Dirigió su mirada hacia la puerta, y vio a su hija, con su maletita rosa, apoyando la

espalda en la pared. Se fijó en su rostro, y advirtió que sus labios se movían diciéndole

algo, pero ella ya no atendía a palabras. En aquel momento sólo era una nube, y las

nubes no hablan ni oyen: sólo vuelan y lloran. Poco a poco volvió a girar su cabeza

hacia la ventana, y advirtió que había algo abajo. Era la representación de los cinco

minutos. Era el fantasma del tiempo; la aguja del reloj ante ella. Era una niebla inmensa,

un sauce gigante. Era la sombra de la negrura espectral. El horizonte infranqueable.

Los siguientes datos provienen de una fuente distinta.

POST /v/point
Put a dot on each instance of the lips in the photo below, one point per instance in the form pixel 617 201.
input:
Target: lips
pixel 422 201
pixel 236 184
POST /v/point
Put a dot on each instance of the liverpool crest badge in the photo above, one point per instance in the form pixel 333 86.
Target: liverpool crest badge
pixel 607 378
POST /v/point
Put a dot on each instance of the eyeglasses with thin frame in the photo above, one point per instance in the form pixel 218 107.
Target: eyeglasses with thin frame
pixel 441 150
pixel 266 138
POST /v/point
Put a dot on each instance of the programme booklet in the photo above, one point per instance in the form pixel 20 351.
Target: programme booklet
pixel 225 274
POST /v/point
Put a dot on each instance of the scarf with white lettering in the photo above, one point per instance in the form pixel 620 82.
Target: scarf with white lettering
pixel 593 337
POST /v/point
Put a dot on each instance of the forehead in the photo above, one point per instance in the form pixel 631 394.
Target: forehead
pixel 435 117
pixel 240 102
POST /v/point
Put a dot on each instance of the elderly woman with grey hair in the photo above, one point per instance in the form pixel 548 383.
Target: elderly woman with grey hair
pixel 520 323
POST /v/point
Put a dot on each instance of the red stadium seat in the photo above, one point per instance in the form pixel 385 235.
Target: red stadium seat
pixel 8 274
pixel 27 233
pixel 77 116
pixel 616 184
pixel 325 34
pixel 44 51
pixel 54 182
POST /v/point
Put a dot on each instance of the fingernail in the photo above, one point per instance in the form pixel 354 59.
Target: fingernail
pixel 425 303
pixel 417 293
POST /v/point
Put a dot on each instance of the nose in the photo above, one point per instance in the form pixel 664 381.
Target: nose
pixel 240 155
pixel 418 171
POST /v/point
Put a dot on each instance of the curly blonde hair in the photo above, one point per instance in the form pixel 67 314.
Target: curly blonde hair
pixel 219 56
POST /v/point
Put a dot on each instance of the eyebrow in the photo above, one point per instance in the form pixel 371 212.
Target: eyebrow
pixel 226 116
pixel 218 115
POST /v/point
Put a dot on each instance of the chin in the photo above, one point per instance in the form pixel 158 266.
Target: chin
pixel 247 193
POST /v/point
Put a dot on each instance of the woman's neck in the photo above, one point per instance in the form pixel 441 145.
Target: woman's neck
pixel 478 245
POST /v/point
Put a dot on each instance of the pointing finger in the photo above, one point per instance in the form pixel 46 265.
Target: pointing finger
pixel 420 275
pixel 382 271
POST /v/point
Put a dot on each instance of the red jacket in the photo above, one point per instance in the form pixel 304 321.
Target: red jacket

La vio desde abajo, pese a que ella se escondía tras las cortinas. Sus miradas se

cruzaron: la de él, crecida y serena; la de ella, abatida y resignada. De repente, vio

abrirse la puerta de la calle, y a su hija correr para darle un abrazo. Era una niña muy

inteligente, pero era una niña, y él su padre. La cogió en brazos y la besó. Luego la

metió en el coche, y decidido a dar la estocada final, volvió a alzar la vista hacia la

ventana, y con una sonrisa que surcaba todo su rostro, levantó su mano izquierda y

alegremente se despidió de ella. Era la mofa del vencedor, el ensañamiento de quien se

sabe fuerte y respaldado.

Con el sonido del motor del coche, todo llegaba a su fin. Sin embargo, ya no sabía qué

prefería: la efímera monstruosidad de esos cinco minutos, o el perenne vacío y la eterna

angustia de las próximas dos semanas, donde de nuevo los futuros cinco minutos en que

volviera a verlo acapararían toda su existencia.